Tra i principali mercati in crescita per il distretto fermano delle calzature c’è anche la Russia, un Paese che prima delle sanzioni legate alla guerra aveva fatto la fortuna dei nostri produttori di scarpe, soprattutto di fascia alta. Il mercato russo nel gennaio-marzo ‘23 fa segnare un +64,5%. Ma la crescita delle esportazioni negli ultimi due trimestri non basta a recuperare il crollo degli ultimi anni. In crescita anche le esportazioni in Spagna (+31,2%), Hong Kong e Turchia. Segue la scia delle calzature anche l’Abbigliamento marchigiano, che cresce del 29,7% e nel trimestre esporta beni per 115 milioni di euro. Anche per il distretto della moda aumentano le esportazioni verso tutti i principali mercati: Francia, Germania, Stati Uniti, Regno Unito e Svizzera, primi cinque sbocchi commerciali del distretto. «Molto bene - si legge nel Monitor dei distretti elaborato da Intesa Sanpaolo - anche i flussi delle griffe marchigiane verso Russia, Giappone, Paesi Bassi, Spagna e Polonia». 


Evoluzione diffusa


Per la Pelletteria di Tolentino (+24,4%) il report segnala «una buona evoluzione diffusa a tutte le principali destinazioni». Spicca in particolare il mercato giapponese, con un +92%. Si fa notare anche lo sprint nelle esportazioni del distretto più piccolo tra quelli della moda marchigiana, la Jeans valley del Montefeltro, che ha accresciuto le vendite all’estero del 17,9%, con il contributo maggiore giunto dalla Francia, primo sbocco commerciale del distretto. Positiva, anche se di poco, la dinamica dei distretti del sistema casa. Le Cappe aspiranti ed elettrodomestici di Fabriano, con un export di 263 milioni di euro (secondo distretto marchigiano per vendite all’estero) segnano un +2,1%. In forte crescita le esportazioni verso Germania, Francia e Polonia, primi tre mercati di riferimento.
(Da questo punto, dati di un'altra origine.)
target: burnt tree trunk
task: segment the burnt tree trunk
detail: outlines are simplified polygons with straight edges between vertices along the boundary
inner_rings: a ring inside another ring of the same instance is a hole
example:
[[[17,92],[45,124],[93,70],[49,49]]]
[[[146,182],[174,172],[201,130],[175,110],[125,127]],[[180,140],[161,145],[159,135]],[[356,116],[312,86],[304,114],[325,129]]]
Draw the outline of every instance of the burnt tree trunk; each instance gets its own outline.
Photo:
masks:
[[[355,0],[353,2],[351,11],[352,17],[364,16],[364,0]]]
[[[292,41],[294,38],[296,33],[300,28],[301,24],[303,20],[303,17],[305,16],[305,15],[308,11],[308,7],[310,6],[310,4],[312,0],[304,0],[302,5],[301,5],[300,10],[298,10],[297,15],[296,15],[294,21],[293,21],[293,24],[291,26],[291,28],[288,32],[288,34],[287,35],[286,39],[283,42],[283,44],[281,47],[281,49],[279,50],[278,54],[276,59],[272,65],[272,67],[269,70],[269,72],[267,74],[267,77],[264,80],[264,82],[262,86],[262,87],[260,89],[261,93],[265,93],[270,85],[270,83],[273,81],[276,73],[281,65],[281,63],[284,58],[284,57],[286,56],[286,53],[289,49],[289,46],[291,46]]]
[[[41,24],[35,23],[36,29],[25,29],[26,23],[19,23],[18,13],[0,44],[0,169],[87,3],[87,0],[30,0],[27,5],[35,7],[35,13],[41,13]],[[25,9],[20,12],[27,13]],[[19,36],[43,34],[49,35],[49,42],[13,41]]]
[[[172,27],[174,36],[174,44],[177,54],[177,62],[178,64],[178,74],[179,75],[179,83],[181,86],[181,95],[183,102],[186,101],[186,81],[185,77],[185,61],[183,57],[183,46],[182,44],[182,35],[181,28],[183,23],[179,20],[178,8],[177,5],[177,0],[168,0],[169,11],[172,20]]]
Le Cucine di Pesaro, con 84 milioni di export, si mantengono pressoché stabili (+0,5%): la forte crescita verso l’Arabia Saudita e il Kazakistan è quasi compensata dal calo di Emirati Arabi e Qatar. Le Macchine utensili e per il legno di Pesaro registrano 163 milioni di euro di export, con una crescita del 21,3%, merito soprattutto dei mercati di India e Regno Unito. Brillante l’andamento sui mercati esteri del distretto degli Strumenti musicali di Castelfidardo (+26,9%) con crescite diffuse verso le principali destinazioni, in primis Stati Uniti, Svezia, Francia. Lieve contrazione (-0,5%) per il Cartario di Fabriano a causa della riduzione verso Turchia, Grecia e Regno Unito, nonostante il buon andamento verso Francia, Germania, Belgio e Marocco. «L’andamento delle esportazioni distrettuali marchigiane - spiega il report - è stato buono sia verso i mercati maturi (+13,6%) sia verso i nuovi mercati (+12,9%)». Oltre agli aumenti significativi dell’export verso la Francia, i distretti marchigiani guadagnano terreno in Polonia (quarta destinazione commerciale, +12 milioni), Paesi Bassi (+9 milioni, +25,1%) e Germania (seconda destinazione commerciale, +9 milioni di euro). Contrazioni significative dell’export si registrano solo verso la Cina, decimo mercato, con -9 milioni.